Odio
Líbano volvió a la normalidad el miércoles, si es que uno puede asumir como normal que el día anterior ha contemplado uno de los rostros más duros que puede devolverle el espejo: el del odio entre facciones, entre confesiones e incluso el odio interconfesional. El país entero conserva las huellas de ese estallido de rencor, junto con las basuras apiladas, los restos de neumáticos quemados, las piedras diseminadas por todas partes. Odio parido, transmitido con la sangre y elevado al enfrentamiento por las palabras previas que todos los políticos -no sólo la oposición: todos, incluso aquellos que deberían mostrarse más responsables- han ido vertiendo a lo largo de semanas, de meses. Prácticamente desde que terminó la guerra entre Hezbolá e Israel. Aquella unidad aparente impuesta por el ataque indiscriminado del Estado vecino, aquella libanidad tan predicada en los primeros días de la posguerra, han desaparecido por completo de la escena. Incitaciones al odio, odio y más odio.
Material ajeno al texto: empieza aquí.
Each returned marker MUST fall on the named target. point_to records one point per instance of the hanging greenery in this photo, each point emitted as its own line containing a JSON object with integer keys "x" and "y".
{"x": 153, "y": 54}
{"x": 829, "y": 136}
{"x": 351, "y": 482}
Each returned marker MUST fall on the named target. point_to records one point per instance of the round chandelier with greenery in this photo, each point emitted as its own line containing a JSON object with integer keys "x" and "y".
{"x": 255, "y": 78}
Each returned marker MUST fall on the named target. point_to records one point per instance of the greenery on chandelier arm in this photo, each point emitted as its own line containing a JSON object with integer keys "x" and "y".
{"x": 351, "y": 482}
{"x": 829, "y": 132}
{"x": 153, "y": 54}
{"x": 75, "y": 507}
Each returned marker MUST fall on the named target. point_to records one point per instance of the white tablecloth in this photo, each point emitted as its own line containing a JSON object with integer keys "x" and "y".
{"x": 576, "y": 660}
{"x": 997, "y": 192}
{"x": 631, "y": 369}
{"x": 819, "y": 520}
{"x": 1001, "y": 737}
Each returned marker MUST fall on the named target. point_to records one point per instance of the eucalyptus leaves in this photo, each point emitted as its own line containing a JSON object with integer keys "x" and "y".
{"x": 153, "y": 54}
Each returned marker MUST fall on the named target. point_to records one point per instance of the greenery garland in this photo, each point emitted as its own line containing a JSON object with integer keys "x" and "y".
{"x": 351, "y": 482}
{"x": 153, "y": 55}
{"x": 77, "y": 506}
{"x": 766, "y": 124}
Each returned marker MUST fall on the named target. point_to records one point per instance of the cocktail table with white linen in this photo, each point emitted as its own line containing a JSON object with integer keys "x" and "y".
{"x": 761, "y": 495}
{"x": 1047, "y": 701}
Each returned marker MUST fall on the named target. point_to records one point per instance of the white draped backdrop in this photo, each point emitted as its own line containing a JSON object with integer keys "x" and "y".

Lo que el martes vimos en Beirut no fue sólo la manifestación brutal de que el Partido de Dios quiere sacar de su sitio al Gobierno, y como sea. Fue también una demostración de fuerza ciega: la fuerza de los débiles. Numerosos muchachos sin trabajo ni perspectiva de tenerlo, por culpa de la pésima gestión económica gubernamental -de este gabinete y de los anteriores: endémica en Líbano, como la corrupción y el mal funcionamiento de los servicios públicos- y del desastre que supuso la invasión israelí, se echaron a la calle con palos y con piedras. Líbano es un país que se escora con rapidez hacia su propio abismo. Muy pocos de entre los que no son ricos se sienten pertenecer a él. Es el país de los desamparados y de los excluidos. De los licenciados sin empleo, de los honestos empleados despedidos, de los chavales que no pueden estudiar. También es el país en donde estas carencias van a contar, y mucho, en el enfrentamiento sunni-chií que se avecina, y del que la huelga del martes fue un simple aperitivo.
Ninguna Conferencia de Donantes puede arreglar eso. La crisis de Líbano es estructural. Necesita una renovación de su clase política. Necesita también exorcizar su odio, domeñarlo.